Vann squinted at Barber. “Why?”

Medina spoke up. “So his family wouldn’t have to learn he died from a goddamned data feed, Agent Vann. So that one of us could break the news to them, not a sportscaster or some random troll from the Agora.”

Vann looked over to Medina. “Uh-huh.”

“You don’t seem particularly sympathetic,” Medina said, to Vann. “Perhaps you would have preferred some troll tell his mother, or his sister.”

“If you were trying to avoid that, you could have just cut the feed from that point,” I said. “But you took down the whole feed. Everything from the moment the game started.”

“And?” Medina asked.

“You had a player die. You have a live feed of data relating to his physical status. Then you took it down. Who knows what you’ve been doing to it since.”

Medina smirked. “Because we would tamper with data that people already have.”

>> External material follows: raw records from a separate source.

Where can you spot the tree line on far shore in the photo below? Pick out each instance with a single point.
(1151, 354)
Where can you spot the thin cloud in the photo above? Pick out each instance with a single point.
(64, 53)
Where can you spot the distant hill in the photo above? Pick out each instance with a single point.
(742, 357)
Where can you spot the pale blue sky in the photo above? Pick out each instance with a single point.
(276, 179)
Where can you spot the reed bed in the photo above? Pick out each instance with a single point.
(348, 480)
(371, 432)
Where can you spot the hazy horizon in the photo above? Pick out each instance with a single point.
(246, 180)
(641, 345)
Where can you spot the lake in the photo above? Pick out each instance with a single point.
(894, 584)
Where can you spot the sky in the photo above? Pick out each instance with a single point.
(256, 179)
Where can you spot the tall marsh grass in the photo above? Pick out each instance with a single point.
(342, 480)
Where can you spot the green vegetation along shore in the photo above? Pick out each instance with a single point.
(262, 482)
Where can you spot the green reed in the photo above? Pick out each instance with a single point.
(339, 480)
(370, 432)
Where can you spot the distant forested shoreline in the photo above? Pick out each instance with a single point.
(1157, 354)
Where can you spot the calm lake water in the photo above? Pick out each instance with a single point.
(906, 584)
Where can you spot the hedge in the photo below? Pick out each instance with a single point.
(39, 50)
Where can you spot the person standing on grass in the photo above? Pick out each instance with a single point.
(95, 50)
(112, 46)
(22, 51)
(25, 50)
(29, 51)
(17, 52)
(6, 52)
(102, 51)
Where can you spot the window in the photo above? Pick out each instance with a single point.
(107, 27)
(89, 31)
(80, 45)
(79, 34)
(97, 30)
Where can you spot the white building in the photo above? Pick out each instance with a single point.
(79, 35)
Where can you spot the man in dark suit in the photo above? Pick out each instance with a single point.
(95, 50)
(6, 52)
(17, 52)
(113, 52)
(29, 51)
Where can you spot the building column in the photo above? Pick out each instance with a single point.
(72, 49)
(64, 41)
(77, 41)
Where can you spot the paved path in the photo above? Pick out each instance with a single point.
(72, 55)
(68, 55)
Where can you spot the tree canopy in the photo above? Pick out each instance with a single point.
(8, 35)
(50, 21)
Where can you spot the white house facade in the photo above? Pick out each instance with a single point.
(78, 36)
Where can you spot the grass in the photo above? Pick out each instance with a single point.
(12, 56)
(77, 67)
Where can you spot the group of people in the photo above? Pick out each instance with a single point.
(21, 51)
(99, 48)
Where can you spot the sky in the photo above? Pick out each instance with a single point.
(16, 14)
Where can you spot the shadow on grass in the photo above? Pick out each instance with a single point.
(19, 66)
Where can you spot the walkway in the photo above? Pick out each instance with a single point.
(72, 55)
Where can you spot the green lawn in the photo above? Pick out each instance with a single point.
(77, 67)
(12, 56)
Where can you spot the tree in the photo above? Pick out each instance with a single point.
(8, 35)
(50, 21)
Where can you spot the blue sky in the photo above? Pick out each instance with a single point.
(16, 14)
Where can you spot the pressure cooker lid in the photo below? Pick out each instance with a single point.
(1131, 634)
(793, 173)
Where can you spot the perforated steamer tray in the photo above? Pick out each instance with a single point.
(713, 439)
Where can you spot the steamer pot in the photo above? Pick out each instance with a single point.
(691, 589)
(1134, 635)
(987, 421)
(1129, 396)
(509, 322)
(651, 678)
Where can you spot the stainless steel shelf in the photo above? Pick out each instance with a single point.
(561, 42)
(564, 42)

“No one’s data feed but yours is official,” I pointed out. “Not even your broadcast partners’ feeds.”

“And no one has any data from after the moment you pulled it,” Vann said.

“Duane’s death was an accident,” Barber said.

“Yes,” Vann said. “If only we had a verifiable data feed to help confirm that. But we don’t, so we can’t. Which is why we’re here, Ms. Barber. The minute the league pulled that feed, we had to assume something other than an accident.”

“If you’re suggesting that the league is in any way implicated in a wrongful death, we’ll be stopping this conversation now,” Medina said.

Vann turned to me. “Look, it’s a lawyer.”

“I actually knew that,” I said.

“Mr. Medina,” Vann said, turning back to the lawyer, “by all means, stop this conversation now. And when you do, I’ll do what I do, which is to get warrants for every single bit of data relating to Duane Chapman’s death, and also everything else I think is even vaguely related to his death, which will be many things. I will also tell the Washington, D.C., and Philadelphia Police Departments to warrant up as well, and between the three of us we’ll be very noisy about it. Which I’m sure is a thing that your league would love to have happen right now, while you’re trying to keep potential investors, who are already nervous about a dead player, from bailing and taking their money with them.”

Barber looked appalled. Medina, on the other hand, just looked annoyed. He got it.

“Or?” Medina asked, finally.

“Or, for starters, you can tell us why you actually pulled that data.”